I put my head in my hands, and say, "I fucking knew it!" I leave the room, and go into my bedroom, where I start sobbing hysterically. This is, of course, the grandmother with dementia, who refused to move in with either my mother or her son, my uncle once it became obvious that she was sick.

She's gone.

I had been planning to visit her, but she lives in the desert, and my SUV needs a new radiator. My parents didn't think it would be wise to travel all that way in something as worn as my Mazda. The engine might overheat. I didn't have the money to replace the radiator until Tuesday of this week. So, I just didn't go. Weeks had passed since anyone had stopped by her house, then it became months. There are other family members who could have gone--but they didn't. Grandma made everyone around her upset and angry. No one really wanted to go. Even I was constantly consumed by the ideas that I really couldn't help her beyond driving her around, and paying her bills, using her checkbook, and assuming her identity. Her illness made her think that she wasn't sick, that she didn't need anyone to help her--that in fact, some of us were plotting against her in some degree or another.

Friday, September 1, 2017

The New Semester

My political science professor is a lawyer with a law practice a few towns to the south. He's probably the most lively character so far this semester.
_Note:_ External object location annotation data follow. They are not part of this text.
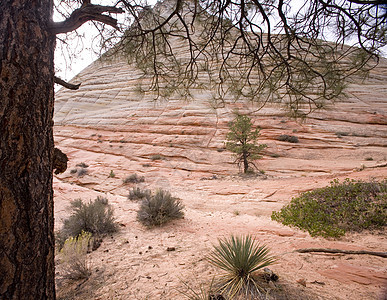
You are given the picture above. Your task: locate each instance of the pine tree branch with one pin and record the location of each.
(327, 250)
(86, 13)
(65, 84)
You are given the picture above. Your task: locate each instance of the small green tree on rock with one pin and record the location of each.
(242, 140)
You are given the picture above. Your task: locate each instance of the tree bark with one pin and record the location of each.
(245, 163)
(26, 150)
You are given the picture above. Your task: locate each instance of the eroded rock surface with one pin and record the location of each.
(179, 146)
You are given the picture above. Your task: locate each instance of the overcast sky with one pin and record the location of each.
(83, 48)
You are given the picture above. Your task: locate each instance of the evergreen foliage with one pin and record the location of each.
(242, 140)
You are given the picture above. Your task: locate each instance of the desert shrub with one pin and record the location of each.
(82, 165)
(288, 138)
(138, 193)
(82, 172)
(158, 209)
(95, 217)
(240, 257)
(73, 257)
(203, 293)
(134, 178)
(331, 211)
(157, 157)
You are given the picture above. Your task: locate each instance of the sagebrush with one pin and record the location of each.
(351, 205)
(158, 209)
(134, 178)
(95, 217)
(137, 193)
(74, 264)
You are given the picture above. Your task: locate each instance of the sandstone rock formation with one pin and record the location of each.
(179, 145)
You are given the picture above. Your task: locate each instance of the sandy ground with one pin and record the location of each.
(135, 262)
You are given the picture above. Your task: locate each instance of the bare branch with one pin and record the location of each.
(65, 84)
(86, 13)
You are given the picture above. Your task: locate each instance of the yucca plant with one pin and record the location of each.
(240, 257)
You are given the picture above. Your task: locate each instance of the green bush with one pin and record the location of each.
(288, 138)
(157, 157)
(82, 165)
(138, 193)
(95, 217)
(158, 209)
(240, 257)
(134, 178)
(73, 257)
(331, 211)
I asked him before class if Beck, who was resting at the head of the room, if she was in the way.

He answered curtly, "Probably."

Days later, I sent him an email, letting him know ahead of time that I would miss class by driving to Palo Alto. In turn, he called me, although I'm not entirely sure how he got my cellphone number, which might just be in my student information that he can access. I figured he would be friendly since he went out of his way to personally call me, but instead, he was rather direct and to-the-point.

After mentioning a few recent political events, bits of news, he turned to me during class, and said, "I know you're going to read."
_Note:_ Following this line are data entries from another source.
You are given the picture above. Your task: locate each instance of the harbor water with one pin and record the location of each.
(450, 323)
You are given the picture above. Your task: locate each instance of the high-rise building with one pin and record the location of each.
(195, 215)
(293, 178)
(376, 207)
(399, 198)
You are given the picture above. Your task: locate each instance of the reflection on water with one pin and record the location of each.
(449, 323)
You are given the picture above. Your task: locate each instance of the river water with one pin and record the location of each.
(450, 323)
In his syllabus, he requires or recommends that we read the newspapers. I'm sort of ahead of the curve on that.




A Lot of Norco?

My GP called me today, and left a message, saying that he would refill my Norco prescription but that I'm "taking a lot of Norco" (which, in my humble opinion and from the research I've read--I'm not), and that he's concerned that I'm developing a dependency.
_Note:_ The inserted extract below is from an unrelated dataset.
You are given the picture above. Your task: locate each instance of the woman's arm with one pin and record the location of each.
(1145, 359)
I guess, I can't come up with some kind of response without being condescending. I realize a little bit of knowledge (like I've obtained about opioid addiction and the physiology of chronic pain) is dangerous, making us think we know more than we actually do (I'm sure I've mentioned this phenomenon before). However, dependency is different from addiction, and dependency doesn't mean misuse or abuse; in fact, it's almost always happens with continued opioid use. Do I have a physical dependency? No, because I can go off of it, and suffer no ill-effects or withdrawal symptoms.


Tardive dyskinesia

On Wednesday while at Stanford Psychiatric Outpatient Clinic, I was diagnosed with tardive dyskinesia because I have a minor twitch on my mouth, close to my lips. This is caused by antipsychotic medications, although it's at all possible that the twitch is from some other disorder.